08.05.2026 um 14:18 Uhr

Fürsorgepflicht: Definition

Arbeitgeber sind im Rahmen eines bestehenden Arbeitsverhältnisses verpflichtet, Leben und Gesundheit des Arbeitnehmers zu schützen. Darunter fallen zum Beispiel der Schutz vor Unfällen, ein gut ausgestatteter Arbeitsplatz und ein fairer Umgang miteinander.

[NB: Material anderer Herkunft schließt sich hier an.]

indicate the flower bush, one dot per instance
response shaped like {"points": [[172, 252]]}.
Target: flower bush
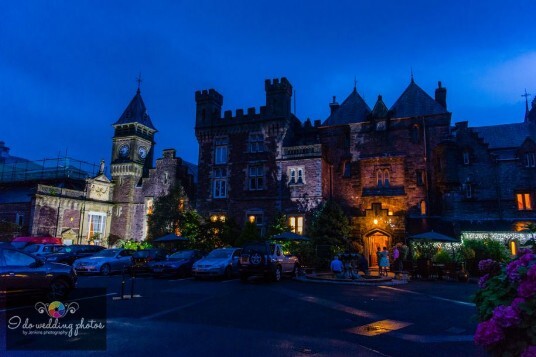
{"points": [[506, 305]]}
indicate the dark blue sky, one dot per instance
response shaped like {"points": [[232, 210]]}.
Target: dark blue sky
{"points": [[68, 68]]}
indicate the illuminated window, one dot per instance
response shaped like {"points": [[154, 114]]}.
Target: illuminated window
{"points": [[347, 172], [383, 178], [466, 158], [219, 188], [256, 178], [524, 202], [296, 175], [97, 222], [256, 142], [530, 159], [420, 177], [296, 224], [220, 151]]}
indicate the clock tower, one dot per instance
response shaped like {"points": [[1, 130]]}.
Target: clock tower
{"points": [[132, 157]]}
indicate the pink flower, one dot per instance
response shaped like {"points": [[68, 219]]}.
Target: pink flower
{"points": [[488, 333], [482, 281], [527, 288], [529, 352], [506, 316]]}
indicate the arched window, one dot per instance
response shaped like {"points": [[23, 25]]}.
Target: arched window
{"points": [[379, 178], [423, 208]]}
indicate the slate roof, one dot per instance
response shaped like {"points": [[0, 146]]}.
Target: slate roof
{"points": [[352, 110], [415, 102], [136, 112], [380, 109], [506, 135]]}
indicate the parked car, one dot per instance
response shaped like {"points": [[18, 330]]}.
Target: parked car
{"points": [[268, 260], [24, 274], [177, 264], [21, 242], [142, 258], [105, 262], [69, 253], [221, 262], [40, 250]]}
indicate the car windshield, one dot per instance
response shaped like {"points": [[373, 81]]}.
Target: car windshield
{"points": [[106, 253], [144, 253], [220, 253], [182, 255]]}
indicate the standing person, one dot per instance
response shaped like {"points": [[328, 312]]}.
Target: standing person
{"points": [[336, 267], [384, 261]]}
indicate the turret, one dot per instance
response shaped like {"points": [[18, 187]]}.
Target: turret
{"points": [[278, 97], [209, 103], [441, 95]]}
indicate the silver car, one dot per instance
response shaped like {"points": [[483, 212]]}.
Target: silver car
{"points": [[221, 262], [105, 262]]}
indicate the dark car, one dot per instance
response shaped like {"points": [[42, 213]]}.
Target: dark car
{"points": [[177, 264], [142, 258], [24, 274], [69, 253]]}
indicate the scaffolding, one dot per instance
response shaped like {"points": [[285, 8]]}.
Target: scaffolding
{"points": [[47, 169]]}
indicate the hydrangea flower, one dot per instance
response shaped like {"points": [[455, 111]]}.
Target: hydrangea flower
{"points": [[488, 333], [506, 316]]}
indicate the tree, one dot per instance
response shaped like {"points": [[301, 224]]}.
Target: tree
{"points": [[329, 225], [279, 225]]}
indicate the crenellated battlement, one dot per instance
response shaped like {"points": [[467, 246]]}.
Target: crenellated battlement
{"points": [[277, 85]]}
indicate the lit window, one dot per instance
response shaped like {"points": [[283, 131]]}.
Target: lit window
{"points": [[219, 183], [256, 178], [256, 142], [466, 158], [420, 177], [530, 159], [524, 202], [296, 224], [220, 151], [347, 169], [97, 223]]}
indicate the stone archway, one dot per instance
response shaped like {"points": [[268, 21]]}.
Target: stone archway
{"points": [[372, 241]]}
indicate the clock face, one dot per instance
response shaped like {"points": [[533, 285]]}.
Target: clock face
{"points": [[124, 150], [142, 151]]}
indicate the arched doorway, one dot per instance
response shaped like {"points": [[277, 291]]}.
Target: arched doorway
{"points": [[372, 241]]}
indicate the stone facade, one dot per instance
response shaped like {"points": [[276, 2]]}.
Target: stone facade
{"points": [[395, 171]]}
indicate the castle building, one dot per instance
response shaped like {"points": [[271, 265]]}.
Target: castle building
{"points": [[395, 171]]}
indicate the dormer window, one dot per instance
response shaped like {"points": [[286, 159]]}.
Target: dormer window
{"points": [[256, 142], [296, 175], [466, 158], [530, 159]]}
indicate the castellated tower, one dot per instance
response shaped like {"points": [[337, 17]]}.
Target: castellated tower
{"points": [[132, 157]]}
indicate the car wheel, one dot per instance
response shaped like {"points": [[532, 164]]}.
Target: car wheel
{"points": [[59, 289], [296, 271], [277, 274], [105, 269]]}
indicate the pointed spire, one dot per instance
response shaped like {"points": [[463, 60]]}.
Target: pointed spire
{"points": [[139, 80], [526, 95]]}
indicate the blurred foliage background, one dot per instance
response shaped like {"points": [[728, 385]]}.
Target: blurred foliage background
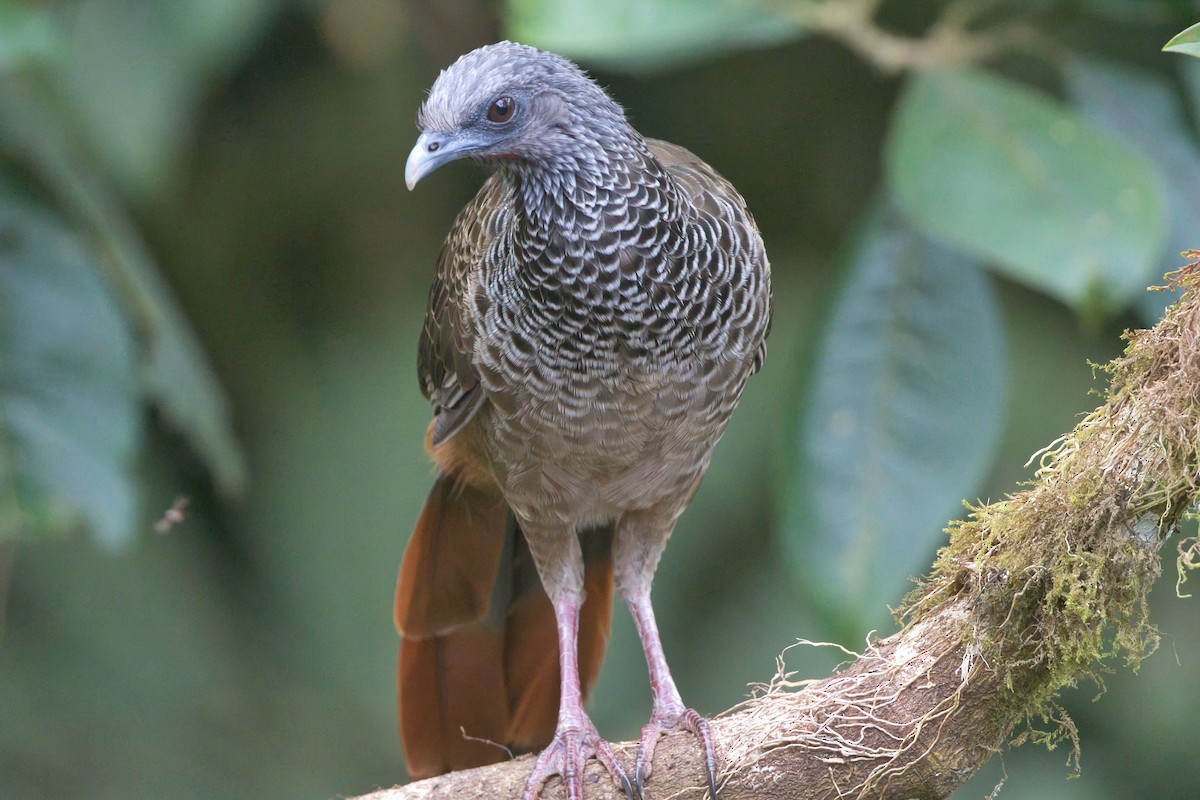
{"points": [[211, 283]]}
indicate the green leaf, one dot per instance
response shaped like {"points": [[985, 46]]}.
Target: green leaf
{"points": [[138, 72], [1186, 42], [1024, 182], [631, 35], [904, 416], [1143, 109], [174, 370], [70, 420]]}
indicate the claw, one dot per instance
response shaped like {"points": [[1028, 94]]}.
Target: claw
{"points": [[567, 756], [657, 728]]}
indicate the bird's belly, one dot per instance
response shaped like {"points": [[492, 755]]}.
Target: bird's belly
{"points": [[588, 458]]}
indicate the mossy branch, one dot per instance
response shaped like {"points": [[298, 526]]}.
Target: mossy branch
{"points": [[1031, 594]]}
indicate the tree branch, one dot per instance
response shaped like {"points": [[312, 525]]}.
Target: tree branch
{"points": [[1030, 595]]}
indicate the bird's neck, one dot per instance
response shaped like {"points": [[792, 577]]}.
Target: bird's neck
{"points": [[587, 186]]}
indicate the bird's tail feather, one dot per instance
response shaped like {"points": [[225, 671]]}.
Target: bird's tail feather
{"points": [[479, 645]]}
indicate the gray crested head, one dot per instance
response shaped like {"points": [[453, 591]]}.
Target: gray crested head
{"points": [[516, 104]]}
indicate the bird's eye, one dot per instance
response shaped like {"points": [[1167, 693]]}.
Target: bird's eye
{"points": [[502, 108]]}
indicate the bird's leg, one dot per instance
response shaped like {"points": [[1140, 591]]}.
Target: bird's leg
{"points": [[641, 539], [669, 711], [575, 737]]}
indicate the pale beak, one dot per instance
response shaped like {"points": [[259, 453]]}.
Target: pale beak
{"points": [[435, 149]]}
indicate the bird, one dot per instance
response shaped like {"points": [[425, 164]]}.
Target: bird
{"points": [[597, 311]]}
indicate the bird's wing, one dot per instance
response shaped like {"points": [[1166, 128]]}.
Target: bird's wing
{"points": [[736, 248], [449, 379]]}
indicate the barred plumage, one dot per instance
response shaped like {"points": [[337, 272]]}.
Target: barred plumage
{"points": [[597, 311]]}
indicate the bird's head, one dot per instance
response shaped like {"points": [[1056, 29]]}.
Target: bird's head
{"points": [[513, 101]]}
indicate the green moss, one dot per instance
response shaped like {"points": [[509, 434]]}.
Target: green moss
{"points": [[1057, 576]]}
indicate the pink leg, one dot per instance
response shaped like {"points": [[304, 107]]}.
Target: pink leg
{"points": [[575, 738], [669, 713]]}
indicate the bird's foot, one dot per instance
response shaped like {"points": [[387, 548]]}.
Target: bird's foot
{"points": [[664, 723], [568, 755]]}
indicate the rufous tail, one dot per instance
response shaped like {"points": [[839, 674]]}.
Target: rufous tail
{"points": [[478, 673]]}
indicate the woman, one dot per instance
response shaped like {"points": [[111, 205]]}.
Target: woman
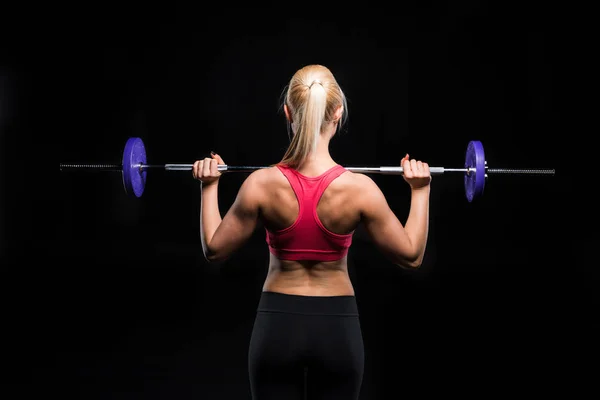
{"points": [[307, 339]]}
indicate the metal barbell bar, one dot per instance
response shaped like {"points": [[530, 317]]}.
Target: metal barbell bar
{"points": [[134, 169]]}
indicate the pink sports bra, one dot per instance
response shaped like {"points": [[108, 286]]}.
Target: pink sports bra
{"points": [[307, 238]]}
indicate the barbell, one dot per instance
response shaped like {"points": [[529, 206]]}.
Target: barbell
{"points": [[134, 168]]}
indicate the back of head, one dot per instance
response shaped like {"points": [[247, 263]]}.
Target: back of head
{"points": [[312, 98]]}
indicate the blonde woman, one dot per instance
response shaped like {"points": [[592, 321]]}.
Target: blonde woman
{"points": [[307, 337]]}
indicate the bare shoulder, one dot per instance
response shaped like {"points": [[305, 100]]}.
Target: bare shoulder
{"points": [[361, 183], [261, 179]]}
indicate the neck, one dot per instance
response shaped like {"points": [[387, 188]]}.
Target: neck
{"points": [[321, 158]]}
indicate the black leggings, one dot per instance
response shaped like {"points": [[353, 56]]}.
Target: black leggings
{"points": [[305, 347]]}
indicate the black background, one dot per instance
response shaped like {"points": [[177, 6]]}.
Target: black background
{"points": [[109, 297]]}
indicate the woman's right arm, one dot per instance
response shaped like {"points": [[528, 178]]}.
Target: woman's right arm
{"points": [[403, 245]]}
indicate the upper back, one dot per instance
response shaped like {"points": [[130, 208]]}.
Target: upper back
{"points": [[337, 208], [309, 217]]}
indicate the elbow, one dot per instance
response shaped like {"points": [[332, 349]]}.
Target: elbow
{"points": [[412, 265], [412, 262], [213, 258]]}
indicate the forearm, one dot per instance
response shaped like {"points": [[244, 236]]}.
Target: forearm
{"points": [[417, 224], [210, 215]]}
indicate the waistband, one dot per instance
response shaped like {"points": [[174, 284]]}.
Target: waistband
{"points": [[308, 305]]}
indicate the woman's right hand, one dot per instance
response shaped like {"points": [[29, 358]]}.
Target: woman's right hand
{"points": [[206, 170], [415, 173]]}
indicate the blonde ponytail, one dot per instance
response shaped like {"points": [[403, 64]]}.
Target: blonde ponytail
{"points": [[312, 97]]}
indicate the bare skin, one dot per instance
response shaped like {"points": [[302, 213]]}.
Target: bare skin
{"points": [[266, 196]]}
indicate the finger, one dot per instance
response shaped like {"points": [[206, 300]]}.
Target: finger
{"points": [[413, 164], [195, 169], [218, 158], [205, 169], [214, 169], [406, 168]]}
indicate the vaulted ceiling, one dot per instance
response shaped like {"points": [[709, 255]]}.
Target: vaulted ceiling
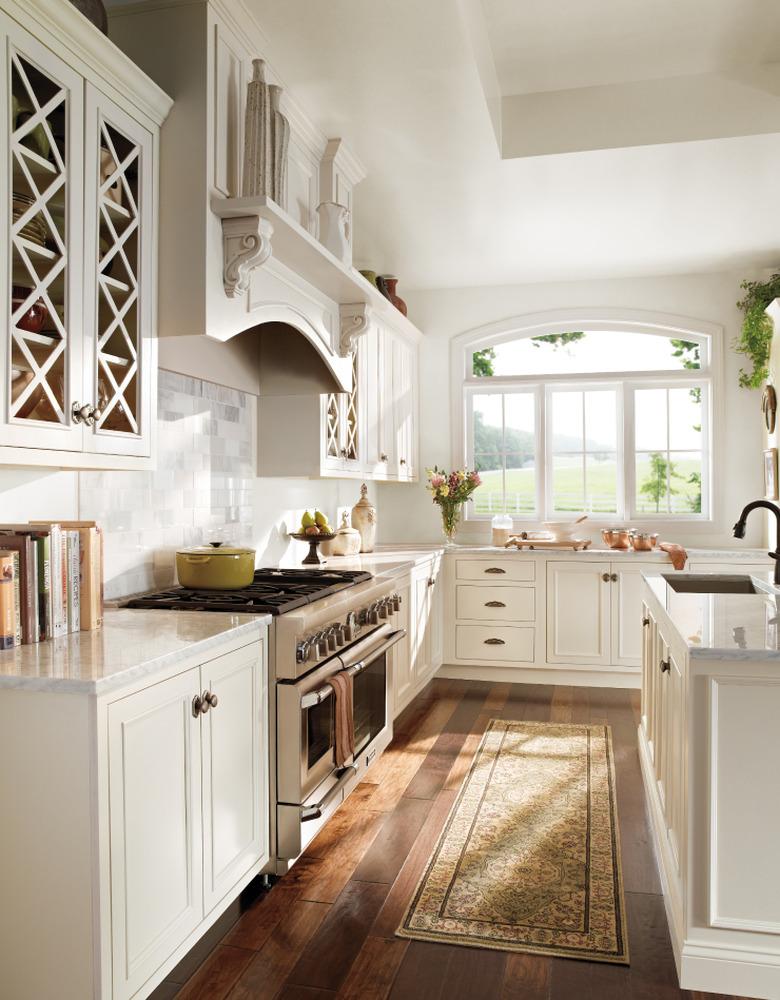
{"points": [[529, 140]]}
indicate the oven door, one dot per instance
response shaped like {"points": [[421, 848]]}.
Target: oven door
{"points": [[309, 785]]}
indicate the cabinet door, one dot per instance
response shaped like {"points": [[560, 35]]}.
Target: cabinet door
{"points": [[578, 612], [235, 787], [402, 655], [673, 756], [388, 444], [42, 247], [119, 257], [626, 610], [155, 827], [403, 403], [420, 624], [649, 675]]}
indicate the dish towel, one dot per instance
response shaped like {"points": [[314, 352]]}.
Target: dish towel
{"points": [[676, 553], [344, 737]]}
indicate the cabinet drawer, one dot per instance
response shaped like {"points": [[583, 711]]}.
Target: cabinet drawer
{"points": [[494, 642], [496, 604], [495, 570]]}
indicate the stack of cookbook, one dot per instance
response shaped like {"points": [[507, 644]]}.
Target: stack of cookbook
{"points": [[51, 580]]}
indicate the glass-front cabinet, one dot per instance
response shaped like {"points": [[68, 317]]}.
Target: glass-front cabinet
{"points": [[78, 237]]}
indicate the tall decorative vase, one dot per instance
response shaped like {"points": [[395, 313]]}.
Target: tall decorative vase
{"points": [[391, 283], [364, 519], [450, 520], [334, 229], [280, 141], [258, 173]]}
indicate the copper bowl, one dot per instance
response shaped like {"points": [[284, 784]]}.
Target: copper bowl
{"points": [[616, 538], [643, 541]]}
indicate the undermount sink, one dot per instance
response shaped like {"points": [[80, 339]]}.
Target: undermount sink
{"points": [[711, 583]]}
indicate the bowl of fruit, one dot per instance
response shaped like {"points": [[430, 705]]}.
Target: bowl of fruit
{"points": [[314, 530]]}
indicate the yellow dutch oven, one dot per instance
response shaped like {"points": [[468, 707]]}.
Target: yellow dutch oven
{"points": [[215, 567]]}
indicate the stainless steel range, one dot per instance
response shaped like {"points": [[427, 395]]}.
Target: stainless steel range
{"points": [[325, 621]]}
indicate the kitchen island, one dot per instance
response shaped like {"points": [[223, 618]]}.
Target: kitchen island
{"points": [[709, 747]]}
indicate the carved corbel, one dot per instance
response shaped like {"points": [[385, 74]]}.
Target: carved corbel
{"points": [[246, 243], [355, 319]]}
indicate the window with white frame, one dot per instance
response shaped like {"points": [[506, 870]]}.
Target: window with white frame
{"points": [[611, 422]]}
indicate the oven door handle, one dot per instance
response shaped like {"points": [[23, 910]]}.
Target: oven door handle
{"points": [[315, 811], [354, 667]]}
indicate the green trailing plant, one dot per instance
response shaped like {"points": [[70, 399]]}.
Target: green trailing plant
{"points": [[756, 337]]}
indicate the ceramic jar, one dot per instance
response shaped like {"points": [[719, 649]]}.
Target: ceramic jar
{"points": [[334, 229], [391, 282], [347, 540], [364, 519]]}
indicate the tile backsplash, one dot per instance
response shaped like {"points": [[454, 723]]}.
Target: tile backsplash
{"points": [[202, 489]]}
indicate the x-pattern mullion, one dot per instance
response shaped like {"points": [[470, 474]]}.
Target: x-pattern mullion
{"points": [[120, 170]]}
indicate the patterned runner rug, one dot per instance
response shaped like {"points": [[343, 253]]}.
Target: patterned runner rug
{"points": [[529, 858]]}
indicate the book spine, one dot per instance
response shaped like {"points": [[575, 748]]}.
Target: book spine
{"points": [[74, 582], [17, 599], [58, 599], [45, 617], [32, 575], [7, 608]]}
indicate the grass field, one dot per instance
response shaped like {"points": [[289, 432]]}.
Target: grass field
{"points": [[567, 486]]}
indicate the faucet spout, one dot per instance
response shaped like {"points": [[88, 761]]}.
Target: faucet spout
{"points": [[739, 530]]}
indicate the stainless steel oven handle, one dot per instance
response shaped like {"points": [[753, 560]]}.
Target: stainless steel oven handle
{"points": [[367, 650], [316, 697], [315, 811]]}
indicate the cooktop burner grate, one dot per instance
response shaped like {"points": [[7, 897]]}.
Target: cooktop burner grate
{"points": [[274, 592]]}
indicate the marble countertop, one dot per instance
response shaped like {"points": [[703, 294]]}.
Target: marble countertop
{"points": [[724, 626], [130, 645]]}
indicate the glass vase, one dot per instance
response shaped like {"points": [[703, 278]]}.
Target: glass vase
{"points": [[450, 521]]}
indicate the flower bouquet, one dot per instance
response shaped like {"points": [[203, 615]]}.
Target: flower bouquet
{"points": [[450, 490]]}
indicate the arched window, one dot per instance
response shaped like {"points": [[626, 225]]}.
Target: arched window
{"points": [[568, 413]]}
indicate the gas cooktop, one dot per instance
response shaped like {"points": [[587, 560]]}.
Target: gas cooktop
{"points": [[273, 592]]}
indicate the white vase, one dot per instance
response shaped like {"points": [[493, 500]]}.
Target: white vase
{"points": [[364, 519], [334, 230], [258, 172], [280, 141]]}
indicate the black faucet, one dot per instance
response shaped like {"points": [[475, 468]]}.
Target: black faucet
{"points": [[739, 530]]}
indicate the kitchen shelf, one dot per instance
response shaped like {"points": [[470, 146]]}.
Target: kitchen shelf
{"points": [[295, 247]]}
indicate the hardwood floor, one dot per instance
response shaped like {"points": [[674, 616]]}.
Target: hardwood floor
{"points": [[327, 929]]}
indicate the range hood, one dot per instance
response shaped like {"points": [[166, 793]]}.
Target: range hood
{"points": [[247, 294]]}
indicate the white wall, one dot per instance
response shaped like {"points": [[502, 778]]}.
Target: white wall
{"points": [[203, 488], [407, 512]]}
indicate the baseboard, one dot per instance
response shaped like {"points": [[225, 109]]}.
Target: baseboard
{"points": [[714, 969], [615, 677]]}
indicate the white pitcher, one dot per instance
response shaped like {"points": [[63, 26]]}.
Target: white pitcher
{"points": [[334, 230]]}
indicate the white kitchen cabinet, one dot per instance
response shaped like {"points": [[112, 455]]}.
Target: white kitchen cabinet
{"points": [[139, 818], [78, 377], [593, 613], [403, 685], [579, 612], [155, 828], [419, 655], [234, 739]]}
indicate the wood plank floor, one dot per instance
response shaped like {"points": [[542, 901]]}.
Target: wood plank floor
{"points": [[327, 929]]}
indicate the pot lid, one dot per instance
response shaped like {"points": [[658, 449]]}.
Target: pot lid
{"points": [[217, 549]]}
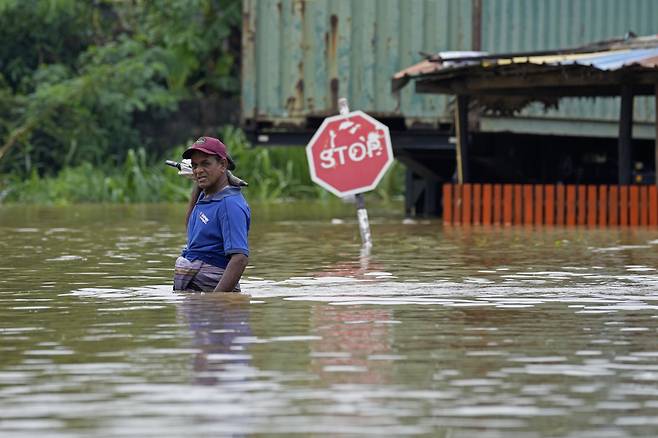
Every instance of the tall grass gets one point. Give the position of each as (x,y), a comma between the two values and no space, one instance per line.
(274,173)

Der Begriff der Fürsorgepflicht des Arbeitgebers ist nicht konkret in einem Gesetz geregelt. Er beruht teils auf Regelungen aus verschiedenen Gesetzen und teils auf dem im Bürgerlichen Gesetzbuch (BGB) erwähnten Grundsatz von „Treu und Glauben". Das bedeutet, dass ein Arbeitgeber insoweit für seine Arbeitnehmer sorgen muss, wie es allgemein üblich und unter normalen Umständen von anständig denkenden Menschen zu erwarten ist.

Die Fürsorgepflicht des Arbeitgebers ist das Pendant zur Treuepflicht des Arbeitnehmers, der stets im Sinne des Arbeitgebers handeln und pflicht- oder rechtswidriges Verhalten unterlassen soll.

Gesetzliche Regelungen zur Arbeitgeber-Fürsorgepflicht

Im BGB §618 Abs. 1 wird die Fürsorgepflicht folgendermaßen definiert: „Der Dienstberechtigte hat Räume, Vorrichtungen oder Gerätschaften, die er zur Verrichtung der Dienste zu beschaffen hat, so einzurichten und zu unterhalten und Dienstleistungen, die unter seiner Anordnung oder seiner Leitung vorzunehmen sind, so zu regeln, dass der Verpflichtete gegen Gefahr für Leben und Gesundheit soweit geschützt ist, als die Natur der Dienstleistung es gestattet.”

Diese Verpflichtung darf nicht durch einen Arbeitsvertrag oder eine Betriebsvereinbarung aufgehoben oder eingeschränkt werden – entsprechende Regelungen wären ungültig.

Wie die Fürsorgepflicht konkret umzusetzen ist, wird in zahlreichen weiteren Gesetzen näher beschrieben:

Arbeitsschutzgesetz (ArbSchG),

Arbeitssicherheitsgesetz (ASiG),

Arbeitsstättenverordnung (ArbStättV)

Regelwerke der Berufsgenossenschaften

Arbeitszeitgesetz (JArbSchG)

Jugendarbeitsschutzgesetz

Mutterschutzgesetz (MuSchG)

Beschäftigtenschutzgesetz (BSchG)

Allgemeines Gleichbehandlungsgesetz (AGG)

Eine abschließende Auflistung aller Fürsorgepflichten eines Arbeitgebers ist nicht möglich. Was gemäß „Treu und Glauben” dazugehört, kann zum Beispiel von lokalen und kulturellen Gegebenheiten abhängen, oder sich im Laufe der Zeit durch technische Entwicklungen verändern. Quelle :

Bei Google eingeben : Fürsorgepflicht des Arbeitgebers: Was schließt sie ein?

Personio

S
Saft

08.05.2026 um 17:49 Uhr

Ja, der Kollege hat ein Attest und er hat Überlastung Anzeige geschrieben.

Null Reaktion

H
hamsterpups

12.05.2026 um 14:18 Uhr

Dann Arbeitssicherheit und Betriebsmedizin mit ins Boot holen und tgl. Überlastungsanzeigen schreiben - immer wenn er etwas tun muss/soll, was dem ärztlichen Attest widerspricht.